On the other hand, if moving some of your business to Metaverse is a priority, you may already have appointed your Chief Metaverse Officer.
Kinney said it’s a CMTO’s job to figure out what use cases for Metaverse are best for their company. “It may not make sense to build a bank in the metaverse on a platform like Roblox, or Fortnite, or Decentraland. CMTOs need to find new ways to interact or engage or facilitate transactions in the metaverse and create tools to get business there.”
“That way you can test some hypothesis in this virtual world or test how your brand might be able to do something. You can do these things as prototypes and in person,” says Kathy Hackle, Journey’s founder and chief metaverse officer.
The world is still years away from widespread adoption of the Metaverse platform. But if you’re building your own metaverse in anticipation, you need someone who can start moving the bits and pieces in the right direction right now. P&G launched a digital platform this year called BeautySPHERE and turned a popular TV ad from the 1980s into a video game. Nike bought a virtual sneaker company and created a world modeled after its real-life headquarters. Starbucks is introducing coffee-themed NFTs, or nonfungible tokens, linked to its customer loyalty program.
Getting into the Metaverse early
Gartner predicts that “through 2024, direct opportunities for large-scale adoption in the metaverse will be limited,” adding that “the market is beginning to explore and test applications and use cases with high, long-term value.” The state of the metaverse today may be far from mainstream — even with all the investment in the space, Gartner estimates that the metaverse will mature by 2030. But if your business wants to be a player in the metaverse when it reaches full maturity, the time to build a metaverse team — or even hire a CMTO — is now.
Kinney claims that this early stage of the metaverse is crucial. “It reminds me a lot of the dot-com era — there was a lot of hype and people were confused by it. It can be very scary; Everyone was getting into it, we all knew it was the future and it accelerated so fast. Then it had to actually be made, then it slowly took over our lives. And what I think is going to happen with the metaverse, as we’re at that stage. We’ve hit the point where people are now asking questions about it and being influenced by it,” he said.

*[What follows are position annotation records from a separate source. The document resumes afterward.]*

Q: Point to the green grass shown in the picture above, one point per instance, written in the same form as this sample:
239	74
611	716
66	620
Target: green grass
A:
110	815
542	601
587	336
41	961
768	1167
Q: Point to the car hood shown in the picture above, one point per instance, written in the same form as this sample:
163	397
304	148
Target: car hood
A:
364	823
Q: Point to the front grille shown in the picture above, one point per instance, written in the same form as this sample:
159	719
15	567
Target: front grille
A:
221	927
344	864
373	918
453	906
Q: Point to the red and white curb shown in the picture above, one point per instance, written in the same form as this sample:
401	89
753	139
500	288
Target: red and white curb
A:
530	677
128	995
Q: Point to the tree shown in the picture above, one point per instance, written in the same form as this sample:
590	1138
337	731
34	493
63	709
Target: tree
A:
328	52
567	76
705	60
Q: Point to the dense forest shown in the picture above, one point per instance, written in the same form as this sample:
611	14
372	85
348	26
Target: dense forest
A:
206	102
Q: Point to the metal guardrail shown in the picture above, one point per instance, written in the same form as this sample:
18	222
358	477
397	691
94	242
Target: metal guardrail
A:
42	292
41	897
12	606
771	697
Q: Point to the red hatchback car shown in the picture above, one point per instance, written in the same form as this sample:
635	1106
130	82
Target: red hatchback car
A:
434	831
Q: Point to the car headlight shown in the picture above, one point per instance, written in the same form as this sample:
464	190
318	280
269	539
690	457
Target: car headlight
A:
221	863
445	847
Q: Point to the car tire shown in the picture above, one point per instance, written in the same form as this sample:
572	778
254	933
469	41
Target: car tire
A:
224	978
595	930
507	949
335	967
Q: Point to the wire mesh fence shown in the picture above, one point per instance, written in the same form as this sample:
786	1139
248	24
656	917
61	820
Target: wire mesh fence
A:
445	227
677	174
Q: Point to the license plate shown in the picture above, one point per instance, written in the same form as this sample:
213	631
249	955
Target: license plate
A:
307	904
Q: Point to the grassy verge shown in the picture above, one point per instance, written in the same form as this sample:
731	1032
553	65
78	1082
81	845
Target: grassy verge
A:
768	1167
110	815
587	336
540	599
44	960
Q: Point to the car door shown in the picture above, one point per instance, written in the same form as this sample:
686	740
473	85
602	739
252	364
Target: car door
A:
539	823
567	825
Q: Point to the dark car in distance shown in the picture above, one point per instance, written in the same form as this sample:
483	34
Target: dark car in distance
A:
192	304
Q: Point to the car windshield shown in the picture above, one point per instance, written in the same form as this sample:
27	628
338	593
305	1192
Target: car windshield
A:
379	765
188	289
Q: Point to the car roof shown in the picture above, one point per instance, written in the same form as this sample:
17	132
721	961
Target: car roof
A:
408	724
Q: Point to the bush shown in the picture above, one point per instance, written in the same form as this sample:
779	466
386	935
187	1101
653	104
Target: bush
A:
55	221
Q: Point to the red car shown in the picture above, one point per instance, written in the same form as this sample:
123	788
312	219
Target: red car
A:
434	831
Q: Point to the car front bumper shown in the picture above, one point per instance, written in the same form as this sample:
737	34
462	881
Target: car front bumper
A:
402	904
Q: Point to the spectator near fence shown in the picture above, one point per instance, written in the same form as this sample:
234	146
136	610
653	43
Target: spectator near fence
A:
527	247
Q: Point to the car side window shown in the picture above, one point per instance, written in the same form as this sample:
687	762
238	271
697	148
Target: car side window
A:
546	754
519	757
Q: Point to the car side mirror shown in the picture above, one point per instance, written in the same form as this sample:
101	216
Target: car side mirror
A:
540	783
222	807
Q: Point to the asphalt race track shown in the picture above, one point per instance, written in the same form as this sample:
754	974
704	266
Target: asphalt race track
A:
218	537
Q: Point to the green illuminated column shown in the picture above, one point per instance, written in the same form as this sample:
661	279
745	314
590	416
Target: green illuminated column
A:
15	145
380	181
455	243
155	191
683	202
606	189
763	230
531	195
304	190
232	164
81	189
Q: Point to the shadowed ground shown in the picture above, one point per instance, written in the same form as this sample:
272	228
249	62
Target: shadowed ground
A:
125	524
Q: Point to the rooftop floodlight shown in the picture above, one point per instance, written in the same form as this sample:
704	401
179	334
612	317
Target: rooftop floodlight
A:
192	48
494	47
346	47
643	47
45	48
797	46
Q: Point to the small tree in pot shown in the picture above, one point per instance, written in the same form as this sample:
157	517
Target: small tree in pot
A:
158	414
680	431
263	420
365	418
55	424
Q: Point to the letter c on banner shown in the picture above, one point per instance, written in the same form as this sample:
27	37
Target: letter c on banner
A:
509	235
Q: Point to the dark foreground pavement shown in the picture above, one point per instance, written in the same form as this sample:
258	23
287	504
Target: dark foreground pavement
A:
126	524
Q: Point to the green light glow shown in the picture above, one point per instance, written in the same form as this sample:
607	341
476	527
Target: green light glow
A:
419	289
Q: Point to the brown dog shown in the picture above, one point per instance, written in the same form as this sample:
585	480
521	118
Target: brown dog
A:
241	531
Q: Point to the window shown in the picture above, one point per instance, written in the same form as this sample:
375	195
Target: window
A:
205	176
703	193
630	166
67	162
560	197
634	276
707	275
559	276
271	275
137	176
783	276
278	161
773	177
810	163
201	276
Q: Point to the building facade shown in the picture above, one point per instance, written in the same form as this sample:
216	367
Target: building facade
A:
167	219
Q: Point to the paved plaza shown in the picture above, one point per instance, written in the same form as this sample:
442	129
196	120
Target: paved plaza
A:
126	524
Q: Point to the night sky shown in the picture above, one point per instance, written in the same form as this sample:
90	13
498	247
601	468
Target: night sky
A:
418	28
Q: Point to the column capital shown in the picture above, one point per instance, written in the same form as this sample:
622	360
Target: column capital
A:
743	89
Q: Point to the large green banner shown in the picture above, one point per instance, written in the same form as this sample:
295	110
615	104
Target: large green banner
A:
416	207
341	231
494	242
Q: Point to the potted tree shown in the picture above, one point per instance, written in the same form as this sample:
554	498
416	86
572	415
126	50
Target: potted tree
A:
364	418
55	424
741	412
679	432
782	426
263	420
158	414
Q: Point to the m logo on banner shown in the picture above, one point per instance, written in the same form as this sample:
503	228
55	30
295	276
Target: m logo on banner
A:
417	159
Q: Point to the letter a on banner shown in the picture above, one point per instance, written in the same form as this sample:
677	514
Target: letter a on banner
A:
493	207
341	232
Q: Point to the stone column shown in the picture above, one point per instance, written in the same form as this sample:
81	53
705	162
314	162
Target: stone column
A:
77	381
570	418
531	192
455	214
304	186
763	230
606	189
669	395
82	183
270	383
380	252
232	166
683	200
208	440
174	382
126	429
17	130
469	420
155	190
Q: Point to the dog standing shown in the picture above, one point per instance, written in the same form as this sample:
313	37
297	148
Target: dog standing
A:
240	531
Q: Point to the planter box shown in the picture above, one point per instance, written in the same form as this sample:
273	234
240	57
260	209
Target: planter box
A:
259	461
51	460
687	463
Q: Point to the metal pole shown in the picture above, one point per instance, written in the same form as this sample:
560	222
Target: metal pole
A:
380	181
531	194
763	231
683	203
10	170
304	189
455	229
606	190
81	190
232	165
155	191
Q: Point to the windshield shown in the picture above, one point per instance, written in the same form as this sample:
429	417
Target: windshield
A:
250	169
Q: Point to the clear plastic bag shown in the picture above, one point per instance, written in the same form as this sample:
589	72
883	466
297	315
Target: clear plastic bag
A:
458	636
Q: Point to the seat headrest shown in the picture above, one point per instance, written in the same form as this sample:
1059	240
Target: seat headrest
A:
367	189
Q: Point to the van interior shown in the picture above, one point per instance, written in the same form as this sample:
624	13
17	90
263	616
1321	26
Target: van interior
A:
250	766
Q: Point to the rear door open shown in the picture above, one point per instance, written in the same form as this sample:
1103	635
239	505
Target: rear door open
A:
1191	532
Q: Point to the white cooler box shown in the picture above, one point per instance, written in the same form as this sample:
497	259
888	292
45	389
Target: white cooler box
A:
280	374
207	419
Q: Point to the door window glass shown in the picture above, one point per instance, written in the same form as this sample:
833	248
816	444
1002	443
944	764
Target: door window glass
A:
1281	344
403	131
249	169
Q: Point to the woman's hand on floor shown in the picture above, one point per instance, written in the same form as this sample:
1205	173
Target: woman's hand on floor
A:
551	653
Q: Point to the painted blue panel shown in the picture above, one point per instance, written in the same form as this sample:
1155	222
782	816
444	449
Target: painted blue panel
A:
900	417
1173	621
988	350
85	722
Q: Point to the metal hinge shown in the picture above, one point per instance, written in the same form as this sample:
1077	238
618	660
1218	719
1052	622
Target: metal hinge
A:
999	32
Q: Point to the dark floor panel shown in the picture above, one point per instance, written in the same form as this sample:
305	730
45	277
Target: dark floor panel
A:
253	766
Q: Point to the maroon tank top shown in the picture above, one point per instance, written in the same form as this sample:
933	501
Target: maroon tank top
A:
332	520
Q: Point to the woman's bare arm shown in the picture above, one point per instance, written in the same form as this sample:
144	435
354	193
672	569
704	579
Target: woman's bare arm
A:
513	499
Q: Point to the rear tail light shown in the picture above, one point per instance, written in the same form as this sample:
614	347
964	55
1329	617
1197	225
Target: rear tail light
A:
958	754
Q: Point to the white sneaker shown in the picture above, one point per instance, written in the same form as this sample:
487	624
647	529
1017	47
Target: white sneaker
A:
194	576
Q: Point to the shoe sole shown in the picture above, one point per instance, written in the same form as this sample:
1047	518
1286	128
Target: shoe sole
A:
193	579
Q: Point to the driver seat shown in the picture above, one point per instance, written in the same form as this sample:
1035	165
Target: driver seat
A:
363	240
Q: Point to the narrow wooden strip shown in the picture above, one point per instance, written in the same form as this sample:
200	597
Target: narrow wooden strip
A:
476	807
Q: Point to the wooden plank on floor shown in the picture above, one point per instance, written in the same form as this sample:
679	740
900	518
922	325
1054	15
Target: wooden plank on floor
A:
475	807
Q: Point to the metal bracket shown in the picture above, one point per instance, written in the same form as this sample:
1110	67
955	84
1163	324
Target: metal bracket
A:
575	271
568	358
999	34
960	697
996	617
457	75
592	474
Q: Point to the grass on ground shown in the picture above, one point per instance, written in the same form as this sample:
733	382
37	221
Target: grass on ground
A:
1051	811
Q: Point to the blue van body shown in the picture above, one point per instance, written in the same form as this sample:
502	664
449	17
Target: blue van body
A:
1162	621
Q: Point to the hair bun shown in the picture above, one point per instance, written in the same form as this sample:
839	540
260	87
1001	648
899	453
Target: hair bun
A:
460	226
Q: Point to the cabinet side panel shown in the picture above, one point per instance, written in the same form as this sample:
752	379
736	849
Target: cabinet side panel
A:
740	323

By hiring a CMTO, your business invests in a long-term strategy that will move you into the metaverse rather than your customers. An executive who oversees Metaverse-related work will interface with many departments: product, marketing, business development and partnerships, policy, legal, and more. A cross-company perspective requires someone with peripheral vision and the ability to integrate a strategy. It will provide a glimpse into the future when the metaverse is not an innovation or a separate entity, but an established paradigm that touches every element of your business.